Фантазийна идея их смерть на столе наблюдать —
Смена роз на кустах (и людей a propos) не плоха.
Как тепло, между тем, и какая стоит благодать!
(05.05.06)
Семейство вороновых
Грифов гоняет пара ворон —
Будто собаки вцепились в медведя,
Лают, за ляжки дерут. Напролом
Лезет зверюга прорваться сквозь сети.
Каркают птицы, как свора собак —
Грифы неспешно планируют мимо,
Будто не парой вороньей гонимы,
Будто так надо и хочется так.
Птицы опасны в брачный сезон.
Грифы рискуют немногим, но все же…
Их прогоняет пара ворон —
Как и в Москве – абсолютно похоже
На пешеходов бросалась одна
С карканьем лающим сильная птица.
Коль не поспеешь в момент уклониться,
Рваная ссадина нанесена.
Волос-писатель с них начинал,
Тем и запомнился – бирку повесили.
Самое умное птичье семейство —
Брат-орнитолог как-то сказал.
(06.05.06)
Мародер
Он не хозяин. Нет – он мародер,
Ворвавшийся в захваченный им город.
И в нем живущие – для мародера – сор,
Гонимый ветром. Слезы их – умора.
Он не хозяин. Нет – он мародер,
В другую жизнь ворвался и жирует.
Платите дань. Властитель, он пирует.
Несите жрать, он на расправу скор.
Он не хозяин. Нет – он мародер.
Ограбил души, осквернил, изгадил
Он стены дома. Ставит он запор —
Теперь он царь, и кто с ним сладит?
Он не хозяин. Нет – он мародер.
Вписался, впился, кровь сосет и – скромен.
Я не хозяин здесь, и каждый волен
Меня прогнать из дома – и на двор.
Он не хозяин. Нет – он мародер.
Он много лет за просто так устроен.
Штаны – за то и держат, как героя.
Альфонс-пиявка. Таковым и пер.
(07.05.06)
Превращения
Апельсиновых рощ аромат
Оглушает, влетая в открытые окна машины.
Под колеса летят, убегая куда-то назад,
Шелковистые нити новой дороги в долину.
Апельсиновых рощ аромат
Заполняет, лаская рецепторы носа и легких.
Вдох. И выдох не хочется делать. И тихое – ах!

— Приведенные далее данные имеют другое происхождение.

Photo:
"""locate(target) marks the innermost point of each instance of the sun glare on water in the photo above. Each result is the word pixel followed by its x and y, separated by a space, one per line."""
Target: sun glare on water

Все качается шариком детским на елке.
Апельсиновых рощ аромат
Опьяняет, давая фантазии новые силы.
В апельсиновых рощах превращается в нимфу сивилла,
Проповедник – в сатира.
Абзац. И конец. Шах и мат.
(08.05.06)
Сквозь паутину лет
Прошло сто лет. Минутные друзья
Тропы туристов, промелькнув, исчезли.
В сверкании снегов плывет Башкирия,
В молчании лесов, свободе от болезней.
Снега… снега… И караван саней,
Пар от лошажьих спин, отчетливый под солнцем.
Костер дымит. И от походных щей
Носы воротят только инородцы.
И тишина… Сквозь паутину лет
Лишь скрип саней, да голос чей-то слабый
Ведет мелодию.
Охрипшей старой бабы
Неявственны слова.
И слушателей нет…
(10.05.06)
Музыкальная школа
Бесконечных ожиданий незатейливый сюжет
Межеумочных топтаний под дверями в кабинет.
А из дверей кабинета, как у входа в вечный рай,
Звуки понеслись квартета,
Заливалися квинтеты,
Зажеманились секстеты,
Засиропили септеты,
Хорохорились октеты —
Ах, сынок, играй, играй.
Пальцы ловкие гитары щиплют струны серебра —
Раскатилися кораллы, рассыпают кружева.
Вьет мелодия узоры.
Муза пламенем летит.
А под материнским взором
Сын взъерошенный сидит.
(14.05.06)
Ласковая сила
Светлая зеленая сильная волна
Оникса, нефрита – цвета глаз ундины,
Поднялась и хлынула через край борта
Лодки, забежавшей на стремнину.
Утлое суденышко мечется вьюном,
В ласковых объятьях ощущая силу.
А стена зеленая то набок завалила,
То, из лодки выбросив, опоит вином.
До потери пульса, темноты в глазах
Допьяна зеленым опоит, до смерти.
Бесы, водяные, кикиморы и черти
Закипят в воронках, бурей в бурунах.
Воют на порогах, стон стоит в горах.
Ласковая сила тащит к океану,
Где утихнут страсти, позабудешь страх,
Где поют ундины – там залечат раны.
(22.05.06)
«Е А»
Элизабет Арден – графическое имя:
Сначала рыжий завиток огня
Над мелкими веснушками. Разиня,
Насмешница – ну, копия меня.
Потом набат. Наплыв и низкий гул —
Призыв на поле битвы и пожара,
Пылавшего от молнии удара,
От искры огненной, что ветерок раздул.
«Е А» – на банке с кремом. Четкий стиль
Чертежника – печатал эти буквы.
Дам энглизированных чопорный мотив
Пленяет сухостью рисунка.
В каких извивах памяти моей
Осталось тенью от подарка
Французско-родственных друзей
«Е А» – на крышке старой банки?..
(23.05.06)
Старинный альбом и камея
Накладка зеленого оникса. Дева младая
Спускается в легкой тунике напиться к ручью.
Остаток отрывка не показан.